BusinessDay
NigeriaDecides2023

IMF records US$1.9 billion from lending, investments in 2020

The International Monetary Fund (IMF) net operational income, mainly comprising income from lending and investments, remained strong at US$1.9 billion for FY 2020 and is expected to remain so in FY 2021–2022.

Robust income from lending reflects the ongoing elevated use of Fund credit. An unrealized pension-related adjustment in FY 2020, stemming mainly from the actuarial remeasurement of staff retirement plan assets and liabilities, as required by the accounting standard IAS 19,1 is expected to offset the Fund’s net operational income, substantially contributing to a net loss of about SDR 1.1 billion (US$1.6 billion) for the year.
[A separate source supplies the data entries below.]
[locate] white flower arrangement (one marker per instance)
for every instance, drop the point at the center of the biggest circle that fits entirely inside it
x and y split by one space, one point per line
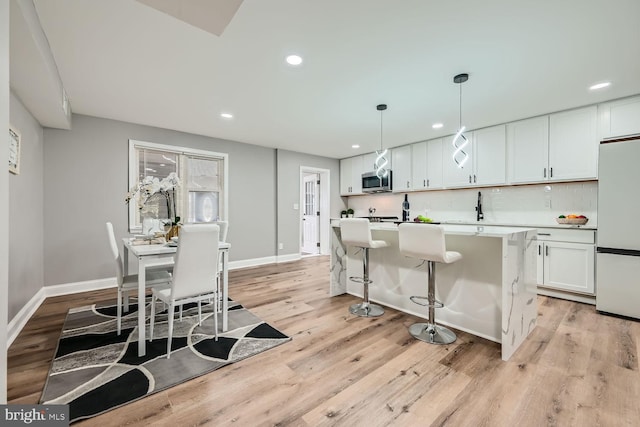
144 190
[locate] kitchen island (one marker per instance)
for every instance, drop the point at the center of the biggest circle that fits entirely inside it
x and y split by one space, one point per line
490 293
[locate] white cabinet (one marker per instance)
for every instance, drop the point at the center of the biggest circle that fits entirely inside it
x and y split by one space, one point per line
401 159
426 164
351 176
573 144
620 118
566 260
528 150
487 159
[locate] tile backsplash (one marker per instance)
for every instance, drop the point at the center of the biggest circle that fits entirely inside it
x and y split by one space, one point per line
538 204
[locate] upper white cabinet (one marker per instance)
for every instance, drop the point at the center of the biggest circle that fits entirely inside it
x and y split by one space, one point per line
401 159
573 144
487 159
620 118
351 176
426 164
528 150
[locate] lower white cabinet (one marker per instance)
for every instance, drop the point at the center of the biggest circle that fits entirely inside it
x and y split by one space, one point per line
566 260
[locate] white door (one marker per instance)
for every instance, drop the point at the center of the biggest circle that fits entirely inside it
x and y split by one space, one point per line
311 214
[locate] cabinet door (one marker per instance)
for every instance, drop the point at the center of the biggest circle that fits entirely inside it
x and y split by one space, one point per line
356 175
620 118
434 163
569 266
345 177
453 175
489 148
401 158
419 165
528 150
573 144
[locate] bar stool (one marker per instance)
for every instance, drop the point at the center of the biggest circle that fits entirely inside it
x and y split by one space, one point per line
426 242
356 232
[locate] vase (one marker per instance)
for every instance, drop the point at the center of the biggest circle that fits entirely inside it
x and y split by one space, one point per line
174 231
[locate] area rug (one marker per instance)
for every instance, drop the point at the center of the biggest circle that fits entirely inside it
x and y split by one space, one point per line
95 370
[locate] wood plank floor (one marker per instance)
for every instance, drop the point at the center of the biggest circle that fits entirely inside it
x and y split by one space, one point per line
578 368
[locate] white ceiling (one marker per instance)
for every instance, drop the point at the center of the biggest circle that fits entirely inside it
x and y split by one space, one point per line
123 60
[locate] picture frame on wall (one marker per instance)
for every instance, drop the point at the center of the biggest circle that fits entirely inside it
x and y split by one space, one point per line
14 150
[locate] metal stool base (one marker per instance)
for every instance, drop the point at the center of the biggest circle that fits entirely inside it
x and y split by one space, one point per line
433 334
366 310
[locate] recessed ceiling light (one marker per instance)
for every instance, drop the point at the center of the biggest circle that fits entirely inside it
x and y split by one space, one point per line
600 86
294 60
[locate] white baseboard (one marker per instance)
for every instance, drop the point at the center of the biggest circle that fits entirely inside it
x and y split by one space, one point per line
288 258
19 320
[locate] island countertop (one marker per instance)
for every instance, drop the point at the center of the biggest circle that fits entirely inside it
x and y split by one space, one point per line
491 292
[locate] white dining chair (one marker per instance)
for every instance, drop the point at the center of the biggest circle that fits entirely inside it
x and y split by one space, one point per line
194 276
157 276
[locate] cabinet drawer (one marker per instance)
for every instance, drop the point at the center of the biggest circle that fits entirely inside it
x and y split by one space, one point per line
566 235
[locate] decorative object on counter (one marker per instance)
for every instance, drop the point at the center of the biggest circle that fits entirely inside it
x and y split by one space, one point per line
405 209
356 232
459 140
479 213
381 161
146 190
572 219
427 243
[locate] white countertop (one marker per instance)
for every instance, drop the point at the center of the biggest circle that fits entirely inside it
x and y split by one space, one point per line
457 229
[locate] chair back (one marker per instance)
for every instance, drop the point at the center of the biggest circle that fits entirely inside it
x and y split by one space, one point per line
115 253
196 262
355 232
422 241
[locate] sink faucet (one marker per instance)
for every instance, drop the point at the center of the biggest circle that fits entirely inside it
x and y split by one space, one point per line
479 214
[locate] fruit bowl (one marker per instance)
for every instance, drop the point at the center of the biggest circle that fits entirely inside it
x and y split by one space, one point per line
573 221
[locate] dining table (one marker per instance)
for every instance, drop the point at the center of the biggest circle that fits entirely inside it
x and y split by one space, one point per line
149 255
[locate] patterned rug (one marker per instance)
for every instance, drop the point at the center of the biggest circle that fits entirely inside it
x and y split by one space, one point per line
95 370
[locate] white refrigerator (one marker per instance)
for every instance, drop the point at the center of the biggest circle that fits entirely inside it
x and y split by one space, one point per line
618 248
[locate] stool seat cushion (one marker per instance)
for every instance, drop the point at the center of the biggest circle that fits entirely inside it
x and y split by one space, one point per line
425 241
356 232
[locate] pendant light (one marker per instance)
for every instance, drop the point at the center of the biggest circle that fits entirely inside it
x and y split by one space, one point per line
459 156
381 161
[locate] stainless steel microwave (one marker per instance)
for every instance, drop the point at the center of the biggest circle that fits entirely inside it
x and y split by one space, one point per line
371 183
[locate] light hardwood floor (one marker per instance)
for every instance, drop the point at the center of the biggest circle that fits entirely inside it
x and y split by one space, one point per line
578 368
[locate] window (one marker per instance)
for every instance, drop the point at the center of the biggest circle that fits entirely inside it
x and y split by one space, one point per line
202 195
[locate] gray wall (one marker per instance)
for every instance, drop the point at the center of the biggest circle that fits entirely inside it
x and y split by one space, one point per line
289 164
26 276
4 196
85 181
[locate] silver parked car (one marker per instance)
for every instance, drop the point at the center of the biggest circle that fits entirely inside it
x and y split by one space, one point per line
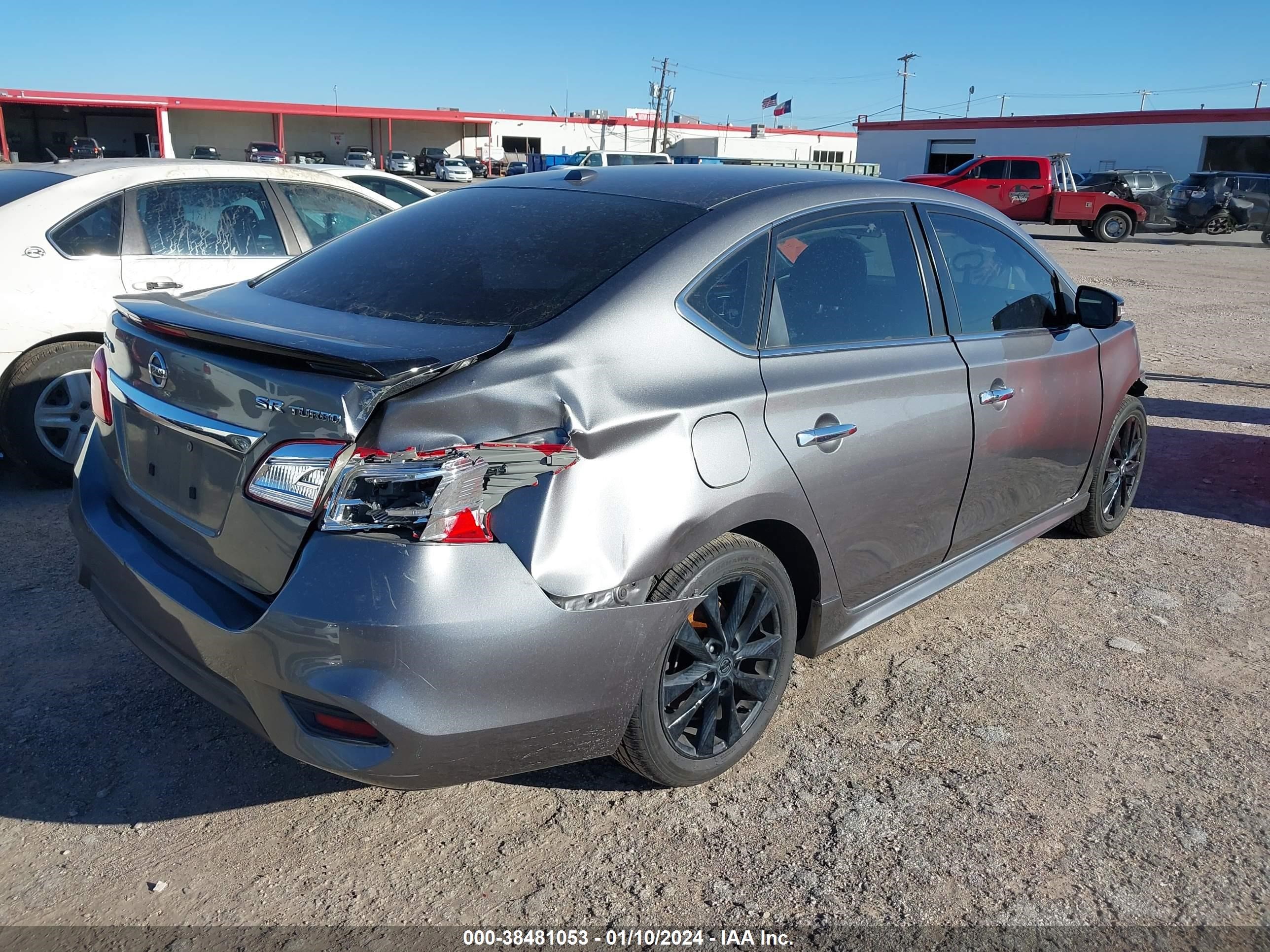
421 518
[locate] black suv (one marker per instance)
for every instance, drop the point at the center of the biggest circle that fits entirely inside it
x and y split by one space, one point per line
1222 202
426 163
475 164
85 148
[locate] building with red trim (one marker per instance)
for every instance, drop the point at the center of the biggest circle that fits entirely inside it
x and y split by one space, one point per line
1180 141
35 121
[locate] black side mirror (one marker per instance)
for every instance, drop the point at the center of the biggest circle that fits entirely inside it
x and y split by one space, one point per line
1096 307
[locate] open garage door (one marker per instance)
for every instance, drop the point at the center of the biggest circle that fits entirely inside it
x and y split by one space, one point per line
34 131
1237 154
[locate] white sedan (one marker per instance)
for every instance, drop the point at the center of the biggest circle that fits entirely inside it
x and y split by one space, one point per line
454 170
393 187
76 234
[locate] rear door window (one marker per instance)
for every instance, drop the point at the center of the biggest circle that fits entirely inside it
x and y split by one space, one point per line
481 257
1024 169
328 212
731 296
93 232
209 220
847 280
991 169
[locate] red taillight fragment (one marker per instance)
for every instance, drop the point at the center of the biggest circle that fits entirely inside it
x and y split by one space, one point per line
101 395
465 528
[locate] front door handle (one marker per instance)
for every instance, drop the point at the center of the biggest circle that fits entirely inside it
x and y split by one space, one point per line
823 435
997 395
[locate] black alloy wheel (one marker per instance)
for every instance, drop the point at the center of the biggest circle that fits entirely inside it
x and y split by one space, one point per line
720 668
710 693
1117 477
1123 470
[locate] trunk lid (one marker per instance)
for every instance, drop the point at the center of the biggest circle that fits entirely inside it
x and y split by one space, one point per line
202 389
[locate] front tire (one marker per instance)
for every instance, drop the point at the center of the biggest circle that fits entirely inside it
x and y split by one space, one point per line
46 409
1113 226
1118 475
718 682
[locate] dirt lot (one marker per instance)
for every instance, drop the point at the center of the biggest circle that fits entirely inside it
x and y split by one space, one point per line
984 759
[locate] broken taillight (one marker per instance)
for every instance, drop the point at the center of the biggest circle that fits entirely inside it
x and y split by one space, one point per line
294 475
440 495
101 395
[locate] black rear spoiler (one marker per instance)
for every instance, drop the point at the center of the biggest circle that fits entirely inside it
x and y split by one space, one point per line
243 322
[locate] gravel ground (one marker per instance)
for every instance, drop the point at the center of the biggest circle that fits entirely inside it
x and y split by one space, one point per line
986 758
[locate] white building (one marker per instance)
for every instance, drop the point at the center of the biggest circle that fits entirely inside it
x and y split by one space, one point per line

The net loss will reduce the IMF’s precautionary balances, 2 which are projected to amount to SDR 16.5 billion (US$22.6 billion) at end-FY 2020.

On April 27, 2020, the Executive Board of the International Monetary Fund (IMF) completed its annual review of the Fund’s income position for the financial year ending April 30, 2020 (FY 2020) and set the margin for the lending rate for IMF credit for FY 2021 and FY 2022.

READ ALSO: IMF, World Bank  Nigeria: We are reaping what we sowed!

The Executive Board also adopted other decisions that have a bearing on the Fund’s finances.
These included decisions to transfer income from the Fixed-Income Subaccount of the Fund’s Investment Account (IA) to the General Resources Account (GRA) and to reimburse costs to the GRA.

Projections of the Fund’s income are currently subject to larger than normal uncertainties related to the impact of the COVID-19 pandemic on key assumptions. Uncertainties associated with the discount rate used to measure the Fund’s retirement plan obligations and asset returns can have a large impact on the actual outcome, given the heightened volatility in financial markets in the wake of the pandemic. The FY 2020 annual financial statements will update for the impact of changes in key assumptions made at the time of the April projections.

The IMF’s basic lending rate for member countries’ use of IMF credit is the SDR interest rate plus a fixed margin. The Board sets the margin for a period of two financial years, in line with the principle that the margin should be stable and predictable. In April 2020 the Executive Board agreed to maintain the margin for the rate of charge unchanged at 100 basis points for financial years FY 2021 and FY 2022.

The Washington based Fund noted that operating income for FY 2021 and FY 2022 is expected to remain strong, with projections pointing to annual net income of SDR 1.4 billion (US$1.9 billion) and SDR 1.7 billion (US$2.4 billion), respectively.

READ ALSO: IMF, Citibank’s diagnostics on Nigeria: Snapshot of current economic situation and outlook

However, these projections are subject to a high degree of uncertainty related to the scale of new lending associated with the COVID-19 economic fallout, as well as the timing and amounts of disbursements under approved arrangements included in the projections.

Additional key uncertainties relate to actuarial assumptions such as the discount rate and the performance of the Fund’s investment and retirement plan asset portfolios in the wake of the pandemic. Continued positive projected net income will allow the IMF to continue to accumulate precautionary balances.